Et voici qu'ils deviennent europhobes. Selon un sondage, 56 % des Britanniques voudraient quitter l'Union européenne si un référendum était organisé sur le sujet. Avec un tel climat qui pèse sur sa majorité politique, le Premier ministre britannique, David Cameron, se montre intraitable et a fait capoter un sommet européen, la semaine dernière, sur le budget de l'Union : il voulait des coupes dans les dépenses. Coupes que ses partenaires n'ont pas acceptées.
Eh bien, qu'ils s'en aillent, entend-on désormais à Bruxelles et à Paris. L'Europe sans les Britanniques n'en fonctionnerait que mieux. Ne se sont-ils pas exemptés de la discipline commune en exigeant un opting out pour l'euro, pour les accords de Schengen, pour le traité de stabilité signé au début de l'année ? Dès qu'un nouvel accord européen est signé, c'est la guerre de Cent Ans pour négocier avec l'Angleterre.
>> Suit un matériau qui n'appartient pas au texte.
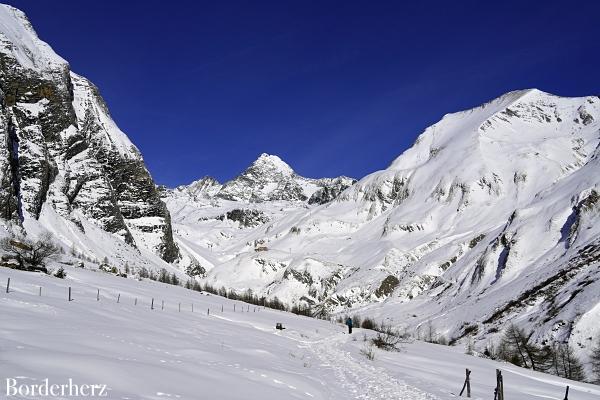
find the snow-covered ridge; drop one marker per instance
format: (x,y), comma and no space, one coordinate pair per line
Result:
(18,37)
(65,164)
Quel que soit le sujet, elle veut rester une île et ralentit le rythme de l'intégration.
Étrange procès. L'Europe n'est-elle pas justement l'expérience de la différence, le patient travail de polissage des cultures qui a permis de dépasser le nationalisme et ses travers ? Qu'y aurait-il de plus ennuyeux qu'une Europe d'entre soi, de plus barbant qu'un congrès de sociaux-démocrates continentaux ? Et de plus coûteux, avec des hommes politiques français toujours prompts à lever l'impôt et à créer des postes de fonctionnaires ? Si les Britanniques n'étaient pas entrés en Europe en 1973, la bureaucratie aurait prospéré sans contre-pouvoir. Nous paierions déjà d'innombrables impôts européens au titre d'une prétendue solidarité qui n'est pas autre chose que le manteau de la paresse politique.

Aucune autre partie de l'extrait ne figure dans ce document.